Nowadays, we all live in social media. We post what we think, read, like, see, eat or
anything; and of course, ourselves and other people! We like to be seen or we somehow become seen. We like to criticize, make comments even if sometimes nobody hears us. I think it is because we want to feel alive as a part of our community and the world.
I thought about what I and my parents used to do when we did not have this much
technology in the past. I should note that I did not grow up in the city but in a small village in Southern Turkey. We used to watch TV, surf the net with a computer, play games from some websites or mobile games like snake… I remember that when I was about 8 -I was born in 1995-, I did not have a mobile phone but GameBoy and afterwards Nintendo DS. I was losing myself in them. My bigger cousins were using some websites for socializing. But they were all simple not as complicated as today’s platforms.
When we moved to the city around 2005, Istanbul, I had a Nokia mobile phone with high music quality, and afterwards Blueberry with perfect messaging system, Samsung and then Iphone and of course laptops and tablets. We first had Limewire for music, MSN for messaging, and then Facebook. And in my perception, with Facebook everything had a new start. It was like a new fantastic movie I was excitedly waiting to be released. When Facebook was released it crushed everything we had until that time; and, it made us feel that the past technology was erased from memories. I remember that when I was at 8th grade before high school, in our social science class, our teacher had a look at our Facebook profile pictures and commented that he could not even understand the photos belonged to us as we started creating our reality and style there. I also used Twitter for sometime until around 2014; and then, I mostly used Instagram. From 2017 and on I have started living in Instagram. In these first months of 2020, I feel really exhausted using social media – for me it is just Instagram, LinkedIn right now- because I am lost in long work hours and Istanbul’s rush hours on the road and subway. I cannot even finish watching half of the stories posted. I stopped posting one, two or more pictures in a week and a story a day because I realized that when I post something, I lose my privacy and sometimes it makes me feel bad. But it does not really mean that I will not post more often in the next days. I may change my relationship status with Social Media to complicated on Facebook. Yes, we liked this feature a lot in my generation!
I do not know how often you use or engage in social media but I have a question for you: Do you feel like you are being watched?
I do; and, it is very frightening that in a way this is not only a feeling but reality.

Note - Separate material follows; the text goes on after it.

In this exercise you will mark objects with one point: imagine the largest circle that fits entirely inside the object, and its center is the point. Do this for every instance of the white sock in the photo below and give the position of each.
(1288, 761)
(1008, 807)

I am not sure if I should be frightened this much as internet and therefore social media is a quite normal part of our lives, it is also a kind of a free and personal PR for ourselves. The reason I am frightened is a theory of French Foucault on Bentham’s Panopticon, which I studied in my literature class at university, and Panopticon’s authority on the mind. We studied “panopticon” as a metaphor with French philosopher Michel Foucault’s work “Discipline and Punish, Panopticism” in which he describes modern discipline in society.

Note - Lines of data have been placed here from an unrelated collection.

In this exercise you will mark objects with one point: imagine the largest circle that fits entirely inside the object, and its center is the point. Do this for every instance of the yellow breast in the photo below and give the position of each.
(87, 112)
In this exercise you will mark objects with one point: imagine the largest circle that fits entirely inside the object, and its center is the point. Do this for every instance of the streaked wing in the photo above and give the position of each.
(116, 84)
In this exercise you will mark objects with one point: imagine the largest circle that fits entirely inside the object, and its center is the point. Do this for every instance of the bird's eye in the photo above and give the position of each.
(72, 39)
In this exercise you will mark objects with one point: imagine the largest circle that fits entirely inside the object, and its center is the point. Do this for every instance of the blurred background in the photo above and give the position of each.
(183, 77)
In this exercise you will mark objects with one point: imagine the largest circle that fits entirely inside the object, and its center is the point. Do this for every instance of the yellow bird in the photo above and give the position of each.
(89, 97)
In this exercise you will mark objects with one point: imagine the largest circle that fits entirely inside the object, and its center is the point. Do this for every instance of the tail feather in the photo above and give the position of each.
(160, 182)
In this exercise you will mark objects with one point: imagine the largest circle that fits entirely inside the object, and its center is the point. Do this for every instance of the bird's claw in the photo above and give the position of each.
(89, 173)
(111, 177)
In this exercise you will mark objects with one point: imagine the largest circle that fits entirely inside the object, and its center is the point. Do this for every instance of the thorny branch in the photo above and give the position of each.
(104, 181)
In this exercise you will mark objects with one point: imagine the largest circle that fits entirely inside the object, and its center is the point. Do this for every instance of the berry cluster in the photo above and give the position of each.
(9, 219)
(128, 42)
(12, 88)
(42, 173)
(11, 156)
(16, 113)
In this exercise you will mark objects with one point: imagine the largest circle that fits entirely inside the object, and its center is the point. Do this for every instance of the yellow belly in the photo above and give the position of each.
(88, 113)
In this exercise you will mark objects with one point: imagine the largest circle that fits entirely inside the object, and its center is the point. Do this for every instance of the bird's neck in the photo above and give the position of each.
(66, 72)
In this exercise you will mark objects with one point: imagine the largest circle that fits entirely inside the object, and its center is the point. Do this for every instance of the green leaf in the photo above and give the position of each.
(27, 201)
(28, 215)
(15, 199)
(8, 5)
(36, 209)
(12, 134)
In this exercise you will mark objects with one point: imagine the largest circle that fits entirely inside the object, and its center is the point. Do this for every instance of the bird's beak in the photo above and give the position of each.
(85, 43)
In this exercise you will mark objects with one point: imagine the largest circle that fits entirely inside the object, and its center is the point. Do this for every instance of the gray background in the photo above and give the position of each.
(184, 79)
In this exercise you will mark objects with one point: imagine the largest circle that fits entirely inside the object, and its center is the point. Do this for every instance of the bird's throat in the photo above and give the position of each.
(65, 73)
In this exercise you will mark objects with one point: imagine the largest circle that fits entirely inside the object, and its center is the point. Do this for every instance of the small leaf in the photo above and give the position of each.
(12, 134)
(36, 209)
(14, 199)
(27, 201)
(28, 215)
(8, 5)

Panopticon is actually a building designed by English Philosopher and Social Theorist Jeremy Bentham in 18th century. The building is built in circular way and in the common blank space inside it has a tower. This tower belongs to a guardian or a security person who is able to watch all of the cells in the circular building around itself; but, on the contrary, although the person in the tower is able to see everywhere, people in the cells or the building cannot see whether the guardian watch them or not. The tower has wide windows, which open to the inner side of the outside building, with venetian blinds and zig-zag openings so as to prevent any shadow to be seen and further barriers to be heard from there; and the building is divided into cells with two windows inside and outside which allows light to illuminate each cell and reach the tower. This backlighting has utmost importance because it ensures the visibility. Foucault defines this mechanism as “perfectly individualized and constantly visible”.
It is emphasized in his essay that this building takes its inspiration from plagues. During the plague, people are put in quarantine and therefore immobilized by a syndic to review and register the living and death. Such a disciplinary system was practiced to track, record and control any movement in order to prevent from contagion and end plague. It is obvious that this cycle is quite tiring and time-consuming; therefore, surveillance is far more easier with Panopticon.

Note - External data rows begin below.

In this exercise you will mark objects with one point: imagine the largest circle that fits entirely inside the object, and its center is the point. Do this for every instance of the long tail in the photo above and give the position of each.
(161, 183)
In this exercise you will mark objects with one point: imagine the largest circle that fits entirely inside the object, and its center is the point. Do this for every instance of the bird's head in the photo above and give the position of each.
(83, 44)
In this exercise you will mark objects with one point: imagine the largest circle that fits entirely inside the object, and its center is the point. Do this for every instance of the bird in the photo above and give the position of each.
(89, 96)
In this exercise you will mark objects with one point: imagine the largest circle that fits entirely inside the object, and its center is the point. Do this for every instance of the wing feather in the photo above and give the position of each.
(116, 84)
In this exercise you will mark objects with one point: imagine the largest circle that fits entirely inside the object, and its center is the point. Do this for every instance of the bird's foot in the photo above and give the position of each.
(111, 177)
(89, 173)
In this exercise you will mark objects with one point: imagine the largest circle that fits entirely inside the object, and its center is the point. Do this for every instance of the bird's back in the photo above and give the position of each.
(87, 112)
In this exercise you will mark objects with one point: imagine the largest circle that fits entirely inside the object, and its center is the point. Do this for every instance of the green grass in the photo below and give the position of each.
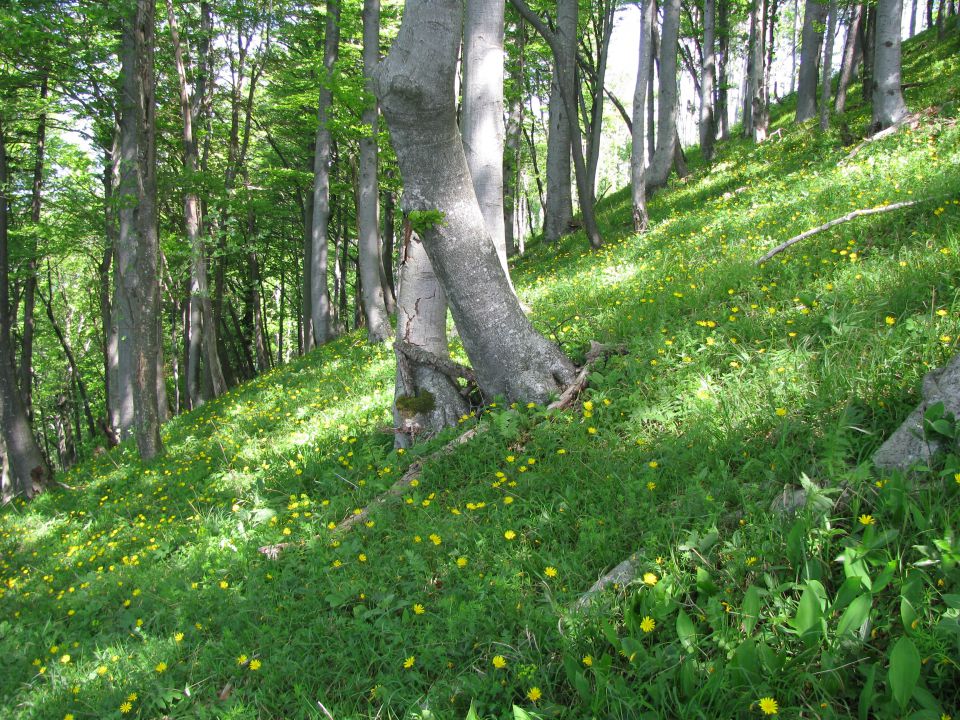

Besides the plagues, the panopticon is also approached by Foucault as a dungeon with no chains and with light. It is lighter in any way. In this kind of dungeon visibility acts as a trap. Sidewalls prevent seeing who stays at the next cell. It is quite like a torture as the one in the cell actually has eyes but has a partial eyesight; and this kind of invisibility makes sure that order works.
“Power is immobilized.”
I resemble the Panoptic system to social media because the profiles act as towers and/or cells simultaneously. What frightens me is that anyone could be in the tower and in the cell at the same time! The power is immobilized and who knows whom it belongs to… Self-surveillance mode is active and I believe that it is tiring.